As a kid, I was one of those people who was always asking the questions and trying to link together what I knew of the natural world. Learning new things relating to prehistoric life and ancient environments was what brought the most joy.
As a first-generation student, the concept of going to university was pretty alien, and at that stage in my life, I don’t think I’d even met a scientist who wasn’t one of my high school teachers. I deliberately picked an undergraduate degree which would let me continue to explore multiple science disciplines which ‘traditionally’ were not considered to compliment each other: geology, developmental biology, and evolution and behaviour. By then I knew I loved science but did not want to give up asking questions from these different perspectives. I never thought I’d actually become a palaeontologist – it was one of those impossible dream professions, no different from the musings of a 5-year-old who wants to grow up and become a princess, or a steam train. Midway through undergrad one of my guidance tutors reassured me that not only was palaeontology ‘a real job’ but something that I could build a career in too. He encouraged me to reach out to palaeontology professors around the UK; some of which offered me summer research positions in their labs. After getting a taste of doing research full-time, I knew I wanted that to be a large part of my vocation. 

Left side of image has an individual looking thoughtfully into an open drawer that contains small fossils.
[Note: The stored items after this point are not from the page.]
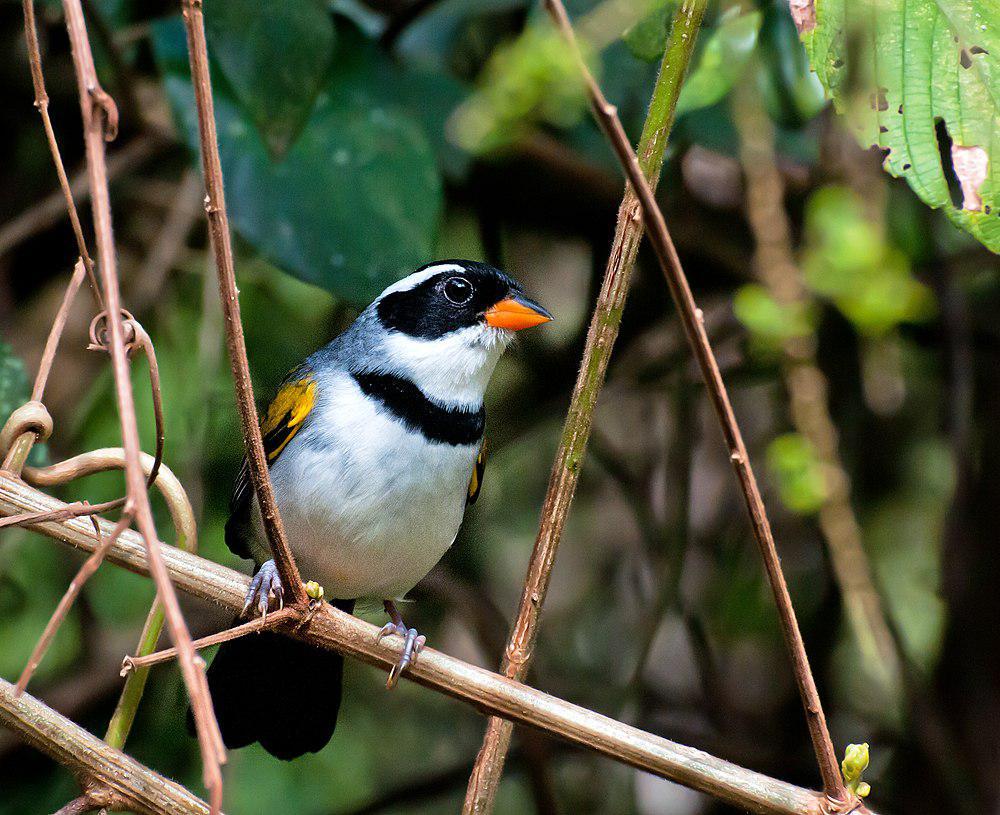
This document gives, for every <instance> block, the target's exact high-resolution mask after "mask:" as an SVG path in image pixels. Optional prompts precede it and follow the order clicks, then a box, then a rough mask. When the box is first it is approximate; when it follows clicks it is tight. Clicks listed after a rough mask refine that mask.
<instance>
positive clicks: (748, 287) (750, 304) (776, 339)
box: [733, 283, 816, 352]
mask: <svg viewBox="0 0 1000 815" xmlns="http://www.w3.org/2000/svg"><path fill="white" fill-rule="evenodd" d="M733 310H734V311H735V313H736V318H737V319H738V320H739V321H740V322H741V323H743V325H745V326H746V328H747V330H748V331H749V332H750V336H751V338H752V340H753V342H754V343H755V344H756V345H757V347H758V348H759V349H760V350H762V351H765V352H774V351H777V350H779V349H780V346H781V343H782V342H784V341H785V340H787V339H791V338H792V337H804V336H806V335H808V334H811V333H812V332H813V330H814V329H815V324H816V315H815V310H814V309H813V308H811V306H810V305H809V304H807V303H794V304H783V303H779V302H778V301H777V300H775V299H774V297H772V296H771V294H770V293H769V292H768V290H767V289H766V288H764V286H761V285H760V284H758V283H748V284H747V285H745V286H740V288H739V289H737V291H736V295H735V296H734V298H733Z"/></svg>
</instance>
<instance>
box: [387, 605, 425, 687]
mask: <svg viewBox="0 0 1000 815" xmlns="http://www.w3.org/2000/svg"><path fill="white" fill-rule="evenodd" d="M390 634H398V635H399V636H401V637H402V638H403V653H402V655H401V656H400V657H399V661H398V662H397V663H396V664H395V665H393V666H392V670H391V671H389V676H388V678H387V679H386V680H385V686H386V687H387V688H394V687H396V683H397V682H399V677H400V676H402V674H403V671H405V670H406V668H407V666H409V665H411V664H413V663H415V662H416V661H417V656H418V655H419V654H420V652H421V651H422V650H423V649H424V646H425V645H426V644H427V637H425V636H424V635H423V634H421V633H420V632H418V631H417V629H415V628H407V627H406V626H405V625H404V624H403V622H402V621H400V622H388V623H386V624H385V625H383V626H382V628H381V629H380V630H379V632H378V635H377V636H376V637H375V642H376V643H380V642H381V641H382V638H383V637H387V636H389V635H390Z"/></svg>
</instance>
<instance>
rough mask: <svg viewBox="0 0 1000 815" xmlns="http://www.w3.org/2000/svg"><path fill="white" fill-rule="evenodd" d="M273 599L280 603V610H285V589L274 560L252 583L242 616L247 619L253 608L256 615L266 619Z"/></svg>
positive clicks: (261, 570)
mask: <svg viewBox="0 0 1000 815" xmlns="http://www.w3.org/2000/svg"><path fill="white" fill-rule="evenodd" d="M272 598H273V599H276V600H277V601H278V608H284V605H285V589H284V587H283V586H282V585H281V577H280V576H279V575H278V567H277V566H275V565H274V561H273V560H267V561H265V562H264V563H263V564H262V565H261V567H260V568H259V569H258V570H257V573H256V574H255V575H254V576H253V580H251V581H250V588H249V589H247V597H246V601H245V602H244V603H243V611H242V612H241V616H244V617H245V616H246V613H247V612H248V611H250V609H251V608H252V609H253V610H254V612H255V613H257V614H260V616H261V617H263V618H265V619H266V618H267V609H268V606H269V605H270V604H271V599H272Z"/></svg>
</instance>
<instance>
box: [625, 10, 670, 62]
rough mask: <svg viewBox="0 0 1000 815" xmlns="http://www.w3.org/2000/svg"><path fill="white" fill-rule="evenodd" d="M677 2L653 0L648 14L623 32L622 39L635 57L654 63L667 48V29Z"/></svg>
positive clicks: (662, 55)
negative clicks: (623, 34) (671, 15)
mask: <svg viewBox="0 0 1000 815" xmlns="http://www.w3.org/2000/svg"><path fill="white" fill-rule="evenodd" d="M676 7H677V0H654V2H653V3H652V5H651V7H650V10H649V13H648V14H647V15H646V16H645V17H643V18H642V19H641V20H639V22H637V23H636V24H635V25H633V26H632V27H631V28H629V29H628V31H626V32H625V34H624V36H623V39H624V40H625V45H627V46H628V49H629V51H631V52H632V53H633V54H634V55H635V56H636V57H638V58H639V59H641V60H643V61H645V62H656V61H657V60H659V59H660V58H661V57H662V56H663V52H664V50H665V49H666V47H667V33H668V31H667V29H668V27H669V25H670V16H671V14H672V13H673V11H674V9H675V8H676Z"/></svg>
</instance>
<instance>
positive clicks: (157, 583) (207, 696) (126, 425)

The right side is a row of cabinets with one open allowing access to the drawers.
Rummaging around palaeontology collections, searching for one cranial bone amongst hundreds of snake vertebrae.
Series of jars of various sizes and shapes all with biological material, specifically snakes. The jars are on a metal shelving unit with labels describing the content of the jars.
Inside a museum herpetology collection: shelves lined with jars of modern snakes preserved in alcohol. These are ideal for comparing modern snake anatomy to that of fossil snakes.

What advice do you have for up and coming scientists? It’s never too early to build yourself a network of scientists. Introduce yourself to researchers whose work you enjoy, respect or are excited to ask questions about. Whilst this can seem daunting, there’s a lot of empathy in the field. For every experienced academic, there was once a shy undergraduate feeling out of their depth – so those scientists worth talking to will be kind to someone new to academia. The vast majority of modern research is not possible without collaborating with others – so find scientists who value you as a researcher and a thinker, irrespective of your ‘academic age’ or academic position. These are the folks you will likely grow the most from, and also have the most fun being a scientist with.  

Background and foreground is a gray rocky area. Left hand size has an individual in field gear with sunglasses on their head. They are smiling. Next to them in the center of the image is a fossil that they are apparently removing rock material from.
Excavating part of a fossil temnospondyl during fieldwork (not a snake, but equally cool).